Gas Exchange In Flowering Plants
The living cells of the flowering plant which are actively doing work require oxygen for aerobic respiration and they give off carbon dioxide. During daylight hours the rate of photosynthesis in the parts of the plant above ground exceeds the rate of respiration and therefore the net flow of gases is towards the intake of C02 and the excretion of oxygen. In the leaf gas exchange takes place primarily through the stomata. Stomata are also present in the stems of herbaceous plants.
In woody stems and roots gas exchange takes place through lenticels. The main actively respiring tissues in woody stems and roots are the cork cambium, the vascular cambium, phloem and the cortex. These receive oxygen by diffusion through the intercellular spaces of the complementary tissue in the lenticel. There is probably a considerable amount of oxygen delivered to the innermost of these tissues from the water in the xylem.
Although oxygen is only slightly soluble in water the water absorbed by the roots is likely to be saturated and the volume of water passing through the plant is considerable. Stomata occur in the lower epidermis of dicotyledonous leaves and in the upper epidermis of water plants with floating leaves, e.g. Potamogeton, lily. Both surfaces of monocotyledons. Also on stems of herbs, scale leaves, etc.
Water loss through the stomata is inevitable. In xerophytic plants the stomata are frequently deep-set so that saturated air immediately outside the stoma pore reduces the water diffusion gradient. The waxy cuticle is thicker than in the mesophyte leaf, and the epidermis is frequently more than one cell thick (addition of hypodermis). The stomatal mechanism is not entirely clear.
High turgidity of the guard cells causes opening of the pore, achieved by the accumulation of sugars in the vacuole (from the starch grains in the cytoplasm?). Guard cells differ from other cells in the leaf in that the starch —> sugar reaction takes place in the light and starch build-up occurs at night. It may be that chloroplasts in the guard cells have little or no photosynthetic activity (certainly a high concentration of soluble end products in the cell would inhibit the reaction) but are incidental in the plastid, i.e . starch grain, formation in the cell. Thus, in the light, starch is hydrolysed to sugars, causing turgidity. In the dark, the sugars are condensed back to starch, causing loss of turgidity and pore closure.
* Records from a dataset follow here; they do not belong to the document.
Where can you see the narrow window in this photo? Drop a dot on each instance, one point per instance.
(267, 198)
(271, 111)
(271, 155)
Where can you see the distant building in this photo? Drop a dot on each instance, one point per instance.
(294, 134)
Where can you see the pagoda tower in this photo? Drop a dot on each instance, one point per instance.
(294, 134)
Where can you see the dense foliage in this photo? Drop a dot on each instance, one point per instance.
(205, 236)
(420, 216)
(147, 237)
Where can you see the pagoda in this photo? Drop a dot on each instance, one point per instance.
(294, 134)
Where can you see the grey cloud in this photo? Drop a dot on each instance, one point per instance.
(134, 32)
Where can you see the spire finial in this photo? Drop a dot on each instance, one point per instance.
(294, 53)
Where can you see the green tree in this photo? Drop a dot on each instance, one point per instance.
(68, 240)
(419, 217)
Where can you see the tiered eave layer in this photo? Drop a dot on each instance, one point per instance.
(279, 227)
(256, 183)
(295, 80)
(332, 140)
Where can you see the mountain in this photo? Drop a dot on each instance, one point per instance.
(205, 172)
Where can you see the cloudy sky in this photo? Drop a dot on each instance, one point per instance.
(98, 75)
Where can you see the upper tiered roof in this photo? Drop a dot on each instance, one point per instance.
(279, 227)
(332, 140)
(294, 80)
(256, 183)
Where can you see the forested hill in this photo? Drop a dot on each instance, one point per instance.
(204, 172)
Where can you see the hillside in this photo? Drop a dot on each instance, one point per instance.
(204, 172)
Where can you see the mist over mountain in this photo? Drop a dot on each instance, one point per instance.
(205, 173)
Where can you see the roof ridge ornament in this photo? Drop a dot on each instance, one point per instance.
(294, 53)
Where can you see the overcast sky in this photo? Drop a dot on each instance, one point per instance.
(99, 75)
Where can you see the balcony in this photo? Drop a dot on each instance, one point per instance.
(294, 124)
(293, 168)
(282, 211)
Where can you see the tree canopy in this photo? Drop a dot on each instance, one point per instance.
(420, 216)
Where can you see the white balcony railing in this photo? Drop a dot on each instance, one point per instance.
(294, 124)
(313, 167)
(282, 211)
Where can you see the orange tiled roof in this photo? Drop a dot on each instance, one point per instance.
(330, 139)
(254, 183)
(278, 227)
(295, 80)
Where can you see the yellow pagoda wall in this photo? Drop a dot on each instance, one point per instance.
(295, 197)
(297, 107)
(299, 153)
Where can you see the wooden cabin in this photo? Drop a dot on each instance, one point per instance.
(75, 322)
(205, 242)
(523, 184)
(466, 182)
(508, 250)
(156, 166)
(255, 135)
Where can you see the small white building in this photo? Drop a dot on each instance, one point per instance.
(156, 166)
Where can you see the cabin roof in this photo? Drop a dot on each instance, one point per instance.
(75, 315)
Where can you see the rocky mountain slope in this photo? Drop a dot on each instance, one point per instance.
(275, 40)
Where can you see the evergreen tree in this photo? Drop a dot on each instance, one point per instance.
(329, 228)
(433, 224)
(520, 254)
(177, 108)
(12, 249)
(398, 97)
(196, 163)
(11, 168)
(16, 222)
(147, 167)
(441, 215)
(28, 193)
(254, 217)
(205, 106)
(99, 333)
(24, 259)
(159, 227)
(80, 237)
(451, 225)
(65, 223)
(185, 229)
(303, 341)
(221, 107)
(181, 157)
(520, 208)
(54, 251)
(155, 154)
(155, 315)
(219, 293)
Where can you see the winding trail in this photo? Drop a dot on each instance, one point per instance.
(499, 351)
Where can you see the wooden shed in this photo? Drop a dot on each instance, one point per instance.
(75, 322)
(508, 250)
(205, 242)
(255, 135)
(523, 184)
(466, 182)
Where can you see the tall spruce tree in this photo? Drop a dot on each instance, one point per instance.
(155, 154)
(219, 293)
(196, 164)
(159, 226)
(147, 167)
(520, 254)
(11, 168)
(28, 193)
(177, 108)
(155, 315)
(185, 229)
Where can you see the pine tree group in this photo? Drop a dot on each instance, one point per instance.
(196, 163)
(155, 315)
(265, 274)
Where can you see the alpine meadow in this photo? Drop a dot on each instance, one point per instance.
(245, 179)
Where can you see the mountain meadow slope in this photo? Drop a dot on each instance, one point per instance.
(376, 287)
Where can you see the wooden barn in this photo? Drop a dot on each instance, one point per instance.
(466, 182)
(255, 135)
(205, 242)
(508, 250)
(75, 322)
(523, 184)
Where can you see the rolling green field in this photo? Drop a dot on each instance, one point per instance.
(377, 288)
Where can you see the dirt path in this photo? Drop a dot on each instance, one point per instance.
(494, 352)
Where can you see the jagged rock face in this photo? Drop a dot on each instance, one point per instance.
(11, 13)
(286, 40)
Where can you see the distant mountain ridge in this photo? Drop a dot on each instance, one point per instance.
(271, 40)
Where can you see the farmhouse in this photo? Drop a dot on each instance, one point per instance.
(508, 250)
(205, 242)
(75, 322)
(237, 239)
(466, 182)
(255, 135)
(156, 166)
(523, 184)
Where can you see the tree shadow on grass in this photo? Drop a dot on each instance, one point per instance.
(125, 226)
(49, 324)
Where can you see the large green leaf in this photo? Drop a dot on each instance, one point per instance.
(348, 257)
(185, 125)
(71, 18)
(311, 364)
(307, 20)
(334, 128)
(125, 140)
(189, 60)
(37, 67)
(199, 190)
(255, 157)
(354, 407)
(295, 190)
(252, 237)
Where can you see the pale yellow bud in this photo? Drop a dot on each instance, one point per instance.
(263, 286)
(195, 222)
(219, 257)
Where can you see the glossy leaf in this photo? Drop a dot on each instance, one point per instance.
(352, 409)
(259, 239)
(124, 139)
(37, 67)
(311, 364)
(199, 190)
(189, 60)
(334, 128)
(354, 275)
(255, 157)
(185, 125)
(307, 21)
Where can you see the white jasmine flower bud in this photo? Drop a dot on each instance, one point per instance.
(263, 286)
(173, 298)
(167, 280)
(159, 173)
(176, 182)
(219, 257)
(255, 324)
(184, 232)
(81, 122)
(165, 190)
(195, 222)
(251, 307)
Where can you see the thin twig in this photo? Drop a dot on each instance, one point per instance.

Such changes would clearly involve specific enzyme mechanisms such as starch phosphorylases, which may or may not be light influenced; in some plants stomatal opening and closing persists even in constant artificial light. An additional consideration is the C02 level of sub-stomatal air. When this falls below 0·03% (atmospheric concentration) stomatal opening commences, increasing to concentrations about 0·01%. Such conditions prevail during active photosynthesis in the leaf.
At night the C02 concentration would build up above that concentration by respiration and the stomata would close. This is in agreement with experiments causing artificially high and low pHs by ammonia and HCl perfusion. In pHs above seven guard cells were starch free and pores open; in pHs below seven guard cells contained starch and pores closed.